Establishing Common Standards
Fourth, at the international level, we need to establish common standards. There is a need to develop frameworks to promote digital trade across borders. There is an ongoing effort by a group of WTO (World Trade Organisation) members to update global trade rules in order to facilitate this digital trade. Singapore has pursued Digital Economy Agreements with several partners to establish digital trade rules and digital economy collaborations.
In the security sphere, there is a pressing need to build a multilateral, rules-based order in cyberspace. Some good steps have been taken in this direction, to build stronger regional and international frameworks to regulate cybersecurity. For example, the ASEAN Digital Ministers have agreed to establish an ASEAN Computer Emergency Response Team, or CERT information exchange mechanism to foster stronger cooperation among national CERTs. In the Middle East, Oman hosts the ITU-Arab Regional Cybersecurity Center to strengthen regional capacity and to coordinate cybersecurity initiatives in the region. We can build further on this foundation, and even explore inter-regional exchanges of information and best practices, to harden our common defences.
We also need to continue dialogue at the UN to develop international rules and norms for responsible State behaviour in cyberspace. Some progress has already been made through the UN Group of Governmental Experts and Open-Ended Working Group on Cybersecurity. Singapore will continue to support these efforts, including through the Group of Friends on e-Governance and Cybersecurity, and the Group of Friends on Digital Technologies. It is in our common interest to ensure that the full range of Members’ views are taken into account, reflecting the international community in all its diversity.
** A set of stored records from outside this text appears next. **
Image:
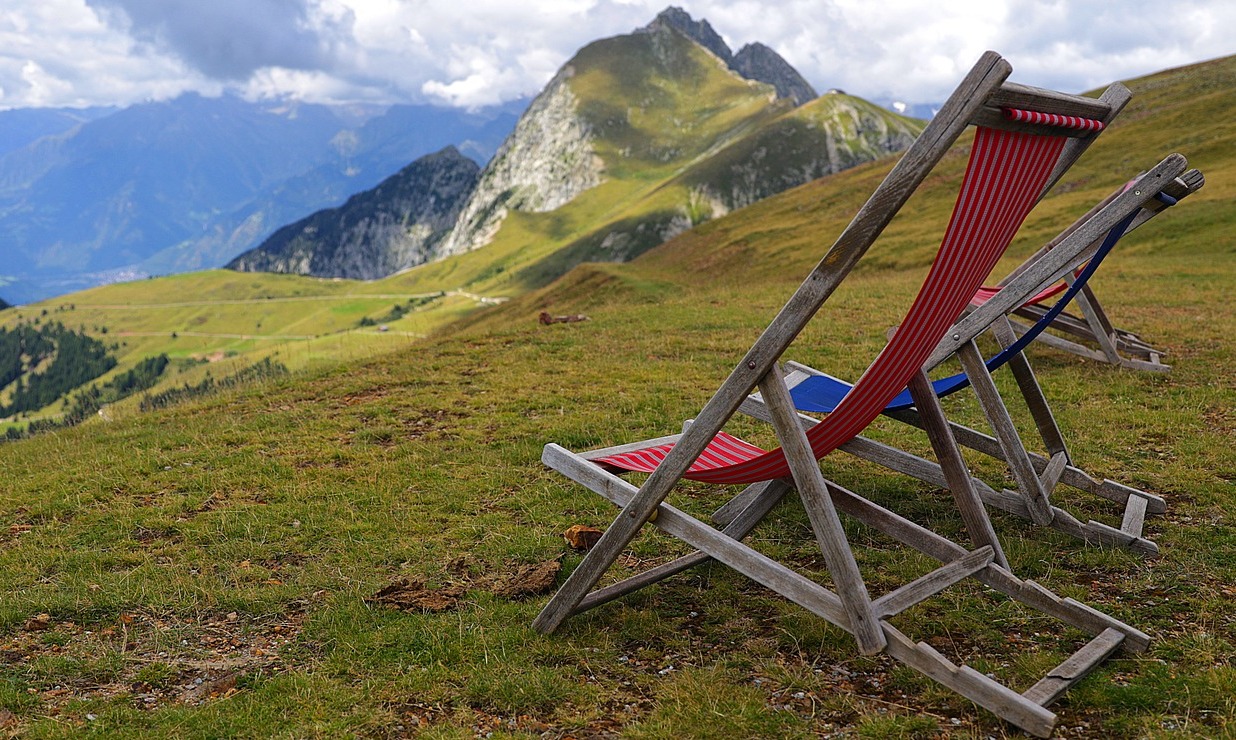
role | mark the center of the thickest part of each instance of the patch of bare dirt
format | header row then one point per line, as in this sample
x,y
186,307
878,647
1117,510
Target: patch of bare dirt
x,y
163,660
516,582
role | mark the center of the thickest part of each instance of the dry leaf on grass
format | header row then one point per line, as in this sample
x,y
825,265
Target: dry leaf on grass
x,y
581,538
37,623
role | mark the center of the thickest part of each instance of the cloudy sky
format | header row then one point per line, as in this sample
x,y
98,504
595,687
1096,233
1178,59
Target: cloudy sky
x,y
480,52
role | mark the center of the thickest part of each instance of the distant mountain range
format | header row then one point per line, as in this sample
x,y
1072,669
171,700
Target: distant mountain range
x,y
668,119
94,195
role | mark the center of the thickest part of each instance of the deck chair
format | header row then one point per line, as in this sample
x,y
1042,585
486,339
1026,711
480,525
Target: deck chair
x,y
1025,140
1088,332
1036,475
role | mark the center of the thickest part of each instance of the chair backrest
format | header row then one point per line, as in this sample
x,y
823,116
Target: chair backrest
x,y
978,100
1006,174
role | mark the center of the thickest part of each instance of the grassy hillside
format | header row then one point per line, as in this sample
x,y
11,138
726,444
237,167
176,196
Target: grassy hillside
x,y
219,567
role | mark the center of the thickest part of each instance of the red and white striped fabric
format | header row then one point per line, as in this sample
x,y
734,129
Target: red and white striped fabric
x,y
1004,178
1033,116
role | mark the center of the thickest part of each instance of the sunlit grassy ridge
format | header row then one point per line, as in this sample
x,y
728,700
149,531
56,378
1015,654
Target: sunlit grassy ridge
x,y
235,539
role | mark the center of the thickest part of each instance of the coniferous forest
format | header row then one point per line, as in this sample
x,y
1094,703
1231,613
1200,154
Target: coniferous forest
x,y
46,362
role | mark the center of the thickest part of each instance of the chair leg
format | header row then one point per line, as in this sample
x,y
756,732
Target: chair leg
x,y
1040,410
766,496
960,483
1006,433
825,521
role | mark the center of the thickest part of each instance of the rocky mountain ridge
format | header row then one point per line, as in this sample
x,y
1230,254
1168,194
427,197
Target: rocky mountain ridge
x,y
165,187
660,120
753,61
376,232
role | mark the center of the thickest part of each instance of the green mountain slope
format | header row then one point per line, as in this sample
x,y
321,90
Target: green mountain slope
x,y
219,566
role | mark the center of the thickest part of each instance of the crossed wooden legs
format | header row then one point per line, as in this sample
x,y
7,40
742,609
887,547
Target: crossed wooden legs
x,y
850,607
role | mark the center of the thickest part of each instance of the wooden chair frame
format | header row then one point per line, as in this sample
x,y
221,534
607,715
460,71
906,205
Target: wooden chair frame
x,y
1090,332
1036,475
849,605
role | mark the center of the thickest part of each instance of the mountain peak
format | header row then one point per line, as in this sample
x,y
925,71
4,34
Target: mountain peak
x,y
759,62
754,61
698,31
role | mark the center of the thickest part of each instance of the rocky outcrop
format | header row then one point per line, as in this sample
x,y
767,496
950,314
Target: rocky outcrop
x,y
698,31
826,136
394,226
760,63
754,61
545,163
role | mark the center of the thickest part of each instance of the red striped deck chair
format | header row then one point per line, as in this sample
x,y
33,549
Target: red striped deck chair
x,y
1025,140
1077,253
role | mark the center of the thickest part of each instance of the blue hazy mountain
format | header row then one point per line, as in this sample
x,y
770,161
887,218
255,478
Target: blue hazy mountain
x,y
190,183
24,126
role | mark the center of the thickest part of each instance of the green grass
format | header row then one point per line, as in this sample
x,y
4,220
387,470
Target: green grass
x,y
204,571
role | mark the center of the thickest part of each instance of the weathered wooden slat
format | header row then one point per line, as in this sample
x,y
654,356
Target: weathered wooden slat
x,y
1051,476
825,523
960,483
1061,678
1012,451
927,586
1030,98
983,691
1031,392
1057,260
745,519
749,562
1135,517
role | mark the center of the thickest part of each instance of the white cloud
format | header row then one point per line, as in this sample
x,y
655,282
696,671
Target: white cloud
x,y
78,52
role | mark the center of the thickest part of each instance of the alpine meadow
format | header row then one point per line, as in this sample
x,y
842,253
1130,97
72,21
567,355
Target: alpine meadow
x,y
335,520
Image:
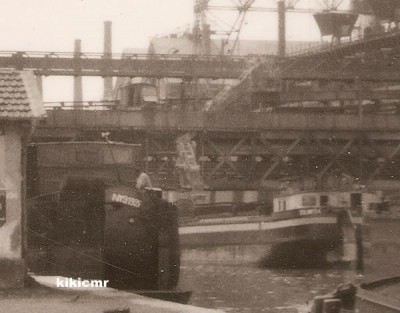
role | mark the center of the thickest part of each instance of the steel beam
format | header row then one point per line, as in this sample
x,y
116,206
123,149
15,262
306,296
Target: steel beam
x,y
279,159
141,65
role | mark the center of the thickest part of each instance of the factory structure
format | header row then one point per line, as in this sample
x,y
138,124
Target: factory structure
x,y
216,117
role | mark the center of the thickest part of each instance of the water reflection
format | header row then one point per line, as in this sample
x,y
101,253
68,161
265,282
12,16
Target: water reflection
x,y
250,289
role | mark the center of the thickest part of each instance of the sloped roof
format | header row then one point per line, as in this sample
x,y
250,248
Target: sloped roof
x,y
19,96
185,45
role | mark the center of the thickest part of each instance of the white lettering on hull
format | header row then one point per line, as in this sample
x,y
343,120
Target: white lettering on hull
x,y
116,197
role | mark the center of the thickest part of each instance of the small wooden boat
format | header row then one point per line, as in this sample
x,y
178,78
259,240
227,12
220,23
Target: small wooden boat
x,y
381,296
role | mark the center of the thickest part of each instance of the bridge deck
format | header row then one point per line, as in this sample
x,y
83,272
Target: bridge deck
x,y
136,65
218,121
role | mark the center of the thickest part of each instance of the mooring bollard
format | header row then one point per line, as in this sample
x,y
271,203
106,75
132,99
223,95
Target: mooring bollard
x,y
318,303
331,306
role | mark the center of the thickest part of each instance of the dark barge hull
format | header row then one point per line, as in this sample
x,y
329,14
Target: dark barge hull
x,y
90,230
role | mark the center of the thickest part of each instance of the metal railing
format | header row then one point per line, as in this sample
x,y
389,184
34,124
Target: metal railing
x,y
81,105
345,41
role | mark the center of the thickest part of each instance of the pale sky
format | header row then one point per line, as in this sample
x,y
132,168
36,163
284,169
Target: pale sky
x,y
53,25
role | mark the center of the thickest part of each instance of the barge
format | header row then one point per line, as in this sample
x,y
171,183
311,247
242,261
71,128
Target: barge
x,y
304,230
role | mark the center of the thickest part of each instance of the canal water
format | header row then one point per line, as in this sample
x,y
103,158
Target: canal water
x,y
246,288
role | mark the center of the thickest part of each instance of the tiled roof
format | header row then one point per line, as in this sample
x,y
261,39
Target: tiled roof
x,y
19,96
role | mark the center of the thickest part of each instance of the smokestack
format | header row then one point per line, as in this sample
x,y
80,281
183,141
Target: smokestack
x,y
108,85
77,79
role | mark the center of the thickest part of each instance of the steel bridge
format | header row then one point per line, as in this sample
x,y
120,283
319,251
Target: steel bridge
x,y
124,65
246,150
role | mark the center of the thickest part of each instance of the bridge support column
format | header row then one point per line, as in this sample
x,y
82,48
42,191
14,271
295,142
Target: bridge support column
x,y
77,78
39,81
108,85
281,28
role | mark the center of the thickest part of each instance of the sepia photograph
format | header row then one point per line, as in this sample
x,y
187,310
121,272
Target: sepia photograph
x,y
200,156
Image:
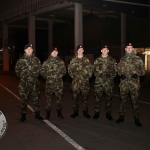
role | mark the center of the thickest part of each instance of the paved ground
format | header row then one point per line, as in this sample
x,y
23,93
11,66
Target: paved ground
x,y
68,134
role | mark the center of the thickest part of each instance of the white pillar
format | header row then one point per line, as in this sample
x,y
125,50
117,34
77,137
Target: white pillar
x,y
78,26
123,33
31,31
50,36
5,47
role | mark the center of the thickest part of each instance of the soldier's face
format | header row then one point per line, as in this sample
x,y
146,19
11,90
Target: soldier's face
x,y
54,53
129,49
105,51
28,51
80,52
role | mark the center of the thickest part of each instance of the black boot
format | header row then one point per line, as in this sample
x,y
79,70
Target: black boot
x,y
47,114
59,115
137,122
85,113
108,116
23,117
38,116
75,114
121,119
96,115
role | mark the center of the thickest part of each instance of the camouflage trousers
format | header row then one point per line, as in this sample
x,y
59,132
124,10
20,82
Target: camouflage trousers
x,y
51,89
106,90
80,90
134,94
27,89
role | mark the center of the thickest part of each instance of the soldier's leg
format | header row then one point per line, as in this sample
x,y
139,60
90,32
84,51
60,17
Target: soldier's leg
x,y
85,95
49,96
98,97
124,94
58,97
134,97
35,91
136,112
76,98
108,93
24,94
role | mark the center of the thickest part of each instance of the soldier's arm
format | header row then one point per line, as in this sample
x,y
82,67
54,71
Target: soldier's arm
x,y
87,69
17,68
62,70
141,69
71,69
114,71
36,68
97,68
43,71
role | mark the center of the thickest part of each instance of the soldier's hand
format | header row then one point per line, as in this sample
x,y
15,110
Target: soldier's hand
x,y
135,76
122,76
107,75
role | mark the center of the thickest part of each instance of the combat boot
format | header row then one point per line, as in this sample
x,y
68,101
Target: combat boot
x,y
75,114
38,116
121,119
96,115
23,117
137,122
108,116
47,114
85,113
59,115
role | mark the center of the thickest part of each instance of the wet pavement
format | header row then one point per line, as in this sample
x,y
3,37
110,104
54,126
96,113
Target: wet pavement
x,y
69,133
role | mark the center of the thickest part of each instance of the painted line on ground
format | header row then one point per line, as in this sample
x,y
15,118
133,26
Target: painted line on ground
x,y
114,95
66,137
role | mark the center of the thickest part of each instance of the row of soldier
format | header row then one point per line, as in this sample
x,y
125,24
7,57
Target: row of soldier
x,y
105,68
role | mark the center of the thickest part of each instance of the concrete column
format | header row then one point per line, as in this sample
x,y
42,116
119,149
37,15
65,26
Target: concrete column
x,y
31,31
5,48
78,25
123,33
50,36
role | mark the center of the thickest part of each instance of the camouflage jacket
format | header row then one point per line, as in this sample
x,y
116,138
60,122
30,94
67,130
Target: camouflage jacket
x,y
105,68
53,69
28,67
80,68
131,64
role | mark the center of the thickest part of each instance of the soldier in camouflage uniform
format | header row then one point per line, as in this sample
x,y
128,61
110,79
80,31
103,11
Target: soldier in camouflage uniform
x,y
53,69
80,70
105,69
130,68
28,69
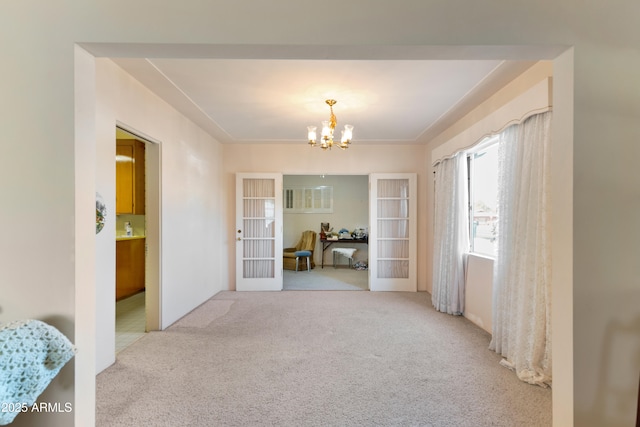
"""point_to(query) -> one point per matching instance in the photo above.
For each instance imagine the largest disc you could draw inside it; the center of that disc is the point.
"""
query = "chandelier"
(328, 126)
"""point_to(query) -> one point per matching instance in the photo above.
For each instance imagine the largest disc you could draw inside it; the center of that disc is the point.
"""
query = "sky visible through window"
(484, 194)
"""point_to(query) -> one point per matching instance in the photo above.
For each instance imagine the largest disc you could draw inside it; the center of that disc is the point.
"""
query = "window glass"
(483, 198)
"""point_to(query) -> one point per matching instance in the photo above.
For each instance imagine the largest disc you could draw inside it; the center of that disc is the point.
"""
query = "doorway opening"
(137, 237)
(334, 207)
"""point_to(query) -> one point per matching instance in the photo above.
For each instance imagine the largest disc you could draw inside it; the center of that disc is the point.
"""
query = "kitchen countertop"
(118, 238)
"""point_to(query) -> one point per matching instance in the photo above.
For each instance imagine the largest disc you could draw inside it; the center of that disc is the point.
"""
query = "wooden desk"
(326, 243)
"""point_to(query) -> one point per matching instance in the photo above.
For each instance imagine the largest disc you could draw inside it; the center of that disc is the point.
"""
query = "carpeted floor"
(319, 358)
(326, 279)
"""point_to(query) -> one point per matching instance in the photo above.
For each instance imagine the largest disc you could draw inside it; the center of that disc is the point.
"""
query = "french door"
(258, 232)
(392, 232)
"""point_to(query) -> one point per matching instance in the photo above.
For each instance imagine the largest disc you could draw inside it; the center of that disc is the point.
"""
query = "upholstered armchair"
(307, 243)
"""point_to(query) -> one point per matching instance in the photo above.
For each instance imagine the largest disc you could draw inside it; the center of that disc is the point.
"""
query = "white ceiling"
(270, 100)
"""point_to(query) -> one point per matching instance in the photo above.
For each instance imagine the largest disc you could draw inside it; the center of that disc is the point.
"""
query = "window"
(483, 197)
(308, 199)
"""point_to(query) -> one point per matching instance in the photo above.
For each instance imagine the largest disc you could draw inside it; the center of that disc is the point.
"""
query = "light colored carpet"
(326, 279)
(318, 359)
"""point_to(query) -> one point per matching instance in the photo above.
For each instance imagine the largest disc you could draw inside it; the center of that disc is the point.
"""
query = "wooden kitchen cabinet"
(130, 257)
(130, 177)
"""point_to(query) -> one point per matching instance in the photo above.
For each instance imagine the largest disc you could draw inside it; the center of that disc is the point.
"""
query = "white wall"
(191, 218)
(350, 210)
(45, 167)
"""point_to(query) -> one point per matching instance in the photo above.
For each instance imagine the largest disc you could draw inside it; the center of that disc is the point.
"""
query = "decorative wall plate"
(101, 213)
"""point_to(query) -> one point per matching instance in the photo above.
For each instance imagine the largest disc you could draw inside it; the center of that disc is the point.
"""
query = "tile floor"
(130, 320)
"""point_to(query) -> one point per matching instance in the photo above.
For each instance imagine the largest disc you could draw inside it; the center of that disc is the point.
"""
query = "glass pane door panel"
(390, 228)
(259, 248)
(258, 188)
(393, 188)
(259, 208)
(393, 269)
(393, 208)
(393, 249)
(259, 228)
(255, 269)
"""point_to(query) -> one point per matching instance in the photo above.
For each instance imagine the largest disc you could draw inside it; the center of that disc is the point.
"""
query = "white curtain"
(522, 275)
(451, 234)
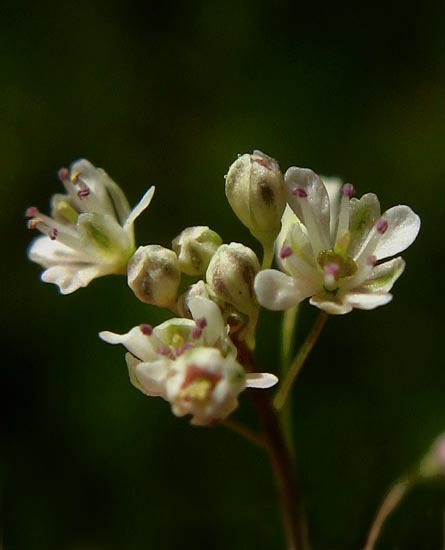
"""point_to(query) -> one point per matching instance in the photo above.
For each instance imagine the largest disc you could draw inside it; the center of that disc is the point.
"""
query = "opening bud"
(195, 247)
(154, 276)
(231, 274)
(256, 193)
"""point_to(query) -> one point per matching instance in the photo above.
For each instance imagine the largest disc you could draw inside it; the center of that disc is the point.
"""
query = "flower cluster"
(90, 232)
(189, 362)
(329, 249)
(331, 246)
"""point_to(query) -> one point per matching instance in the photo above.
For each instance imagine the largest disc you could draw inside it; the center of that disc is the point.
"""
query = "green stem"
(287, 339)
(268, 250)
(244, 431)
(283, 470)
(299, 360)
(279, 457)
(389, 503)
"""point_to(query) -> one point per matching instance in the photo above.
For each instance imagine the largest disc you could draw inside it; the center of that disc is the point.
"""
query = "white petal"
(301, 263)
(333, 187)
(261, 380)
(287, 221)
(317, 198)
(367, 301)
(364, 213)
(277, 291)
(139, 208)
(70, 277)
(403, 227)
(383, 276)
(136, 342)
(48, 253)
(203, 308)
(118, 198)
(152, 377)
(330, 306)
(99, 200)
(102, 237)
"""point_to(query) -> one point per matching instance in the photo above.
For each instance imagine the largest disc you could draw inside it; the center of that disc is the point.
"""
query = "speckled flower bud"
(195, 247)
(256, 193)
(154, 276)
(231, 274)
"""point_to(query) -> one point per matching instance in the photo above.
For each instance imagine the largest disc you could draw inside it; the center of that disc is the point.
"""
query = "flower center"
(198, 384)
(335, 266)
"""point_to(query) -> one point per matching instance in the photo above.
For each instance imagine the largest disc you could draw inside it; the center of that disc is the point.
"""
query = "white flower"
(205, 384)
(90, 232)
(189, 362)
(332, 246)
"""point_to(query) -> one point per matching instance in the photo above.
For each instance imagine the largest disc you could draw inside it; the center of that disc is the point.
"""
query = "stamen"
(75, 177)
(348, 190)
(382, 226)
(53, 234)
(201, 322)
(285, 252)
(185, 347)
(63, 175)
(147, 330)
(331, 269)
(32, 224)
(319, 240)
(263, 162)
(83, 193)
(299, 192)
(32, 212)
(165, 350)
(342, 236)
(330, 276)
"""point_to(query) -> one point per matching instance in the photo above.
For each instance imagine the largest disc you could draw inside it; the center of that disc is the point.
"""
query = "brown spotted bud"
(256, 193)
(154, 276)
(231, 274)
(195, 247)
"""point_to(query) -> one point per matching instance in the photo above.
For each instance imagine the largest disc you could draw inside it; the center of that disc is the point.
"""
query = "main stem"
(299, 360)
(279, 456)
(283, 470)
(389, 503)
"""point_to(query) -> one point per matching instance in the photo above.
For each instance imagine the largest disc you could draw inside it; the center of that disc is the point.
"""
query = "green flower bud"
(256, 193)
(195, 247)
(231, 274)
(154, 276)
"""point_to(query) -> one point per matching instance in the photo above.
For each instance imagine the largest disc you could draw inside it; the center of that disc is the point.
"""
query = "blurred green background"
(168, 94)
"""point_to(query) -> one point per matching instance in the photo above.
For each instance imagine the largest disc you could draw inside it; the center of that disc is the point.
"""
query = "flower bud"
(154, 276)
(256, 193)
(231, 274)
(433, 463)
(195, 247)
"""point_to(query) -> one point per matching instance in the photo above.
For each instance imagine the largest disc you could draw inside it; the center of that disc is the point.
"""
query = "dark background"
(168, 94)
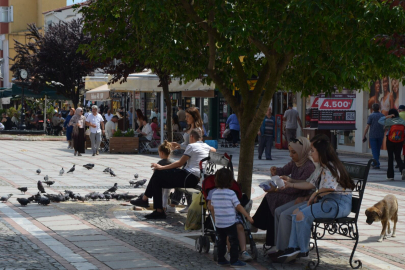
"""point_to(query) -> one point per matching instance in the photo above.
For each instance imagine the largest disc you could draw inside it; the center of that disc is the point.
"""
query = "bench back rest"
(359, 173)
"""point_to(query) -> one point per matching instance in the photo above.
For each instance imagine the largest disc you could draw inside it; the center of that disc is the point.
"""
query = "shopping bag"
(194, 218)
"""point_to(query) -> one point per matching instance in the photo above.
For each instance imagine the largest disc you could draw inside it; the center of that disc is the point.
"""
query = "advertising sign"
(337, 112)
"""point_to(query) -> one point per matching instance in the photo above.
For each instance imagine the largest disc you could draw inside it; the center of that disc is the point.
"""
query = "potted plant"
(124, 142)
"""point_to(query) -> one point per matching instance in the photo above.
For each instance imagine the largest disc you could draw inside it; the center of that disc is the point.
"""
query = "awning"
(101, 93)
(49, 92)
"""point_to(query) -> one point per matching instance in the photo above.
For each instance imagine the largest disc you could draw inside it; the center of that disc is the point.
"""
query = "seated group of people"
(315, 176)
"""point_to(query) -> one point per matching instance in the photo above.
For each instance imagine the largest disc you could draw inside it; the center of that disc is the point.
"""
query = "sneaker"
(184, 210)
(238, 264)
(156, 215)
(227, 257)
(140, 202)
(245, 256)
(224, 263)
(170, 209)
(290, 255)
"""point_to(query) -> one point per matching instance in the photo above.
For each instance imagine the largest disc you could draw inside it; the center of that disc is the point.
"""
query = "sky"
(71, 2)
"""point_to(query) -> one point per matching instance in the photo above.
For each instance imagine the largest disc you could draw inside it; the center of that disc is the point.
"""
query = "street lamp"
(23, 76)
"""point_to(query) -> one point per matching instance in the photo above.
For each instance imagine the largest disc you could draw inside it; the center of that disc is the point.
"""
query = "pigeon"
(49, 183)
(40, 187)
(5, 198)
(112, 190)
(139, 183)
(23, 189)
(72, 169)
(23, 201)
(44, 201)
(89, 166)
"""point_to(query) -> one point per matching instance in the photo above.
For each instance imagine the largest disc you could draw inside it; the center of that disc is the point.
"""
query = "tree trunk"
(165, 86)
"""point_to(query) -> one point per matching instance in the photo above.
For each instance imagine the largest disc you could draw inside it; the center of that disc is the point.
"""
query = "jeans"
(232, 233)
(95, 139)
(301, 230)
(394, 149)
(375, 144)
(168, 179)
(265, 142)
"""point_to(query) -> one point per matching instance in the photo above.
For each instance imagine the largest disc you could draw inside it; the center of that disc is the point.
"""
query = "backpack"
(396, 133)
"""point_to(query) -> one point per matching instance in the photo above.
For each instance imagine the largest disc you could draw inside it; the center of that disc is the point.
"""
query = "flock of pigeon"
(44, 198)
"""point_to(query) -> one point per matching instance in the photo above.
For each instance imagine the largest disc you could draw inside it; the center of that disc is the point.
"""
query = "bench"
(347, 226)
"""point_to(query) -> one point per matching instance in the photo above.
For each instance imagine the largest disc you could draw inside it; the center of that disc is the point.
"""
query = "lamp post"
(23, 77)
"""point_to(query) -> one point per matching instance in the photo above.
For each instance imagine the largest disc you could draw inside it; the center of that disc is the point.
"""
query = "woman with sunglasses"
(300, 168)
(333, 198)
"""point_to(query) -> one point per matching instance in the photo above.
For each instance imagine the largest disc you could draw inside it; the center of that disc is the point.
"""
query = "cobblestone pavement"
(110, 235)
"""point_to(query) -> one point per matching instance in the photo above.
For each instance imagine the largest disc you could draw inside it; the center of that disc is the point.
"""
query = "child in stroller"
(223, 195)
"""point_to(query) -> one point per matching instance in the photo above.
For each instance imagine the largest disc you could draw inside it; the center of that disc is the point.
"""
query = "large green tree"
(309, 46)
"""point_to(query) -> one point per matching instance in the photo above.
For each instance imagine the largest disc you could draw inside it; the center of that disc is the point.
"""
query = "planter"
(124, 145)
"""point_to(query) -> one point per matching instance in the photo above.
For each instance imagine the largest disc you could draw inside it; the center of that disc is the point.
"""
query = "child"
(224, 205)
(164, 153)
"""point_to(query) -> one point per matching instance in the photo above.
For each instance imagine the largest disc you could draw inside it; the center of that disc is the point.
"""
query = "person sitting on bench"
(170, 176)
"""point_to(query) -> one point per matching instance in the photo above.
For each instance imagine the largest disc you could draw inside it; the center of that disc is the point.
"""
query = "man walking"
(376, 134)
(266, 135)
(96, 123)
(182, 118)
(291, 118)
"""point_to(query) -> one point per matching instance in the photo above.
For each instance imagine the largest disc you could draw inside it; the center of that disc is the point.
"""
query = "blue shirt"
(233, 122)
(376, 129)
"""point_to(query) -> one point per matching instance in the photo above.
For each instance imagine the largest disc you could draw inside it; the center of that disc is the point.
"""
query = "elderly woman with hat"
(299, 168)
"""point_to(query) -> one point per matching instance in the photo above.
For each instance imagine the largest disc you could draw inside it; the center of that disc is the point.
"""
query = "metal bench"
(347, 226)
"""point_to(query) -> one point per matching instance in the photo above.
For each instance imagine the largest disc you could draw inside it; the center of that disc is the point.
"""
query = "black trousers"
(232, 233)
(264, 220)
(394, 150)
(168, 179)
(235, 136)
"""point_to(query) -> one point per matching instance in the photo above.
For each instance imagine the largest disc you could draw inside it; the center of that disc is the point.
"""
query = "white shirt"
(196, 152)
(147, 129)
(109, 127)
(95, 120)
(108, 117)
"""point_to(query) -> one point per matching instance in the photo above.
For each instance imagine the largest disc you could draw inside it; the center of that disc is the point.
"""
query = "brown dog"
(384, 211)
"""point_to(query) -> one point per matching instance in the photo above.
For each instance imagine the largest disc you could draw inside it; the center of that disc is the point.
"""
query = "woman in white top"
(333, 198)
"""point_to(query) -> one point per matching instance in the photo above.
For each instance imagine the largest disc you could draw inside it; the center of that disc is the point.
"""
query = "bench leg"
(357, 263)
(312, 264)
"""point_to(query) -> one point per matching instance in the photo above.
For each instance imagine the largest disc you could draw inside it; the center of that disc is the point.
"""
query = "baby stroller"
(208, 230)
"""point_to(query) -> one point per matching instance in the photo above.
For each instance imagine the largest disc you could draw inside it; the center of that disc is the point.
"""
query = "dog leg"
(383, 232)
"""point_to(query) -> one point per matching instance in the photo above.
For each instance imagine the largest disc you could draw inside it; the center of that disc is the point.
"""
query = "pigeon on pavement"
(49, 183)
(112, 190)
(40, 187)
(139, 183)
(23, 189)
(72, 169)
(89, 166)
(5, 198)
(23, 201)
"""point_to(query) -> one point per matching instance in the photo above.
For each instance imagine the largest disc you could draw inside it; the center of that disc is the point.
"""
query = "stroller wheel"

Digital Cooperation, Digital Recovery
My friends, our journey through the COVID-19 pandemic has not been all gloom. We have also seen unprecedented levels of international cooperation in the fight against the virus. For example, China shared the first genome sequences of COVID-19 through the Global Initiative on Sharing All Influenza Data, or GISAID, and they did so early on, which enabled others including Singapore to quickly develop diagnostic test kits and to begin work on treatments and vaccines. As we look forward now towards re-opening safely in the new year, Singapore has also published a digital health certificate utilising blockchain technology. We call this HealthCert to facilitate cross-border verification of COVID-19 test results and vaccine records for international travellers. Several healthcare providers in the region have already adopted this standard, and we hope to work further with other partners to take this forward.
Our journey through COVID-19 has shown that complex, multi-stakeholder partnerships can produce significant results when we are united around a common goal. I believe we can build on this momentum to emerge stronger from the crisis, towards a brighter digital future – because our common digital resilience depends on what each of us does, and how well we work together.